The only concern that remains for me there is what if one of the seven discs gets corrupted? Can I still bring them together into original .iso file and extract some data from it? Is this even the concern for me since I'm using the before mentioned 3-2-1 method for archival/backup?
.zip archives
Here I could use 7zip to split large archive and even compress it. Is this method advisable? Here I'm quite sure that one part failure would compromise the whole archive, which I don't want. I'd like to have each disc independent of each other. Do .tar archives do the same thing as .zip archives?
What if I have a single file larger than 25GB?

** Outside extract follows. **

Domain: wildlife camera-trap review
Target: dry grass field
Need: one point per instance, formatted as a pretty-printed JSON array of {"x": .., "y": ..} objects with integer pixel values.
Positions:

If I have a very large video file I cannot just burn it that way. Should I make an .iso or (compressed) .zip archive and split it? What about parity data and/or ECC in this case?
I also read that files larger than 4GB would make some issues and UDF would be recommended. Can somebody confirm this? What do you do when burning large files that fit on one disc?
Should I use parity data and/or ECC from dvdisaster?
Basically the question is in the subtitle considering that I have two copies of the data on the M-Discs and one on the HDD and that every disc is independent from each other.
If yes, what option is the most robust? How should I proceed on storing parity data or ECC files?
Writing speed and burn verification
Here I'd use the lowest 2x speed and check "verify" when burning for the best results. Also I don't plan to copy the disc I just burnt to another one, but redo the burning from the original source. Please say if something should be changed.
Completely filling up the disc isn't advisable. But what is then the optimal limit to fill the discs?
Is there any other advice you'd like to tell me or any aspect that I missed that you consider important? Please let me know. All suggestions are welcome.
Thank you very much for helping me.
Much appreciated and a lot of success in your data hoarding.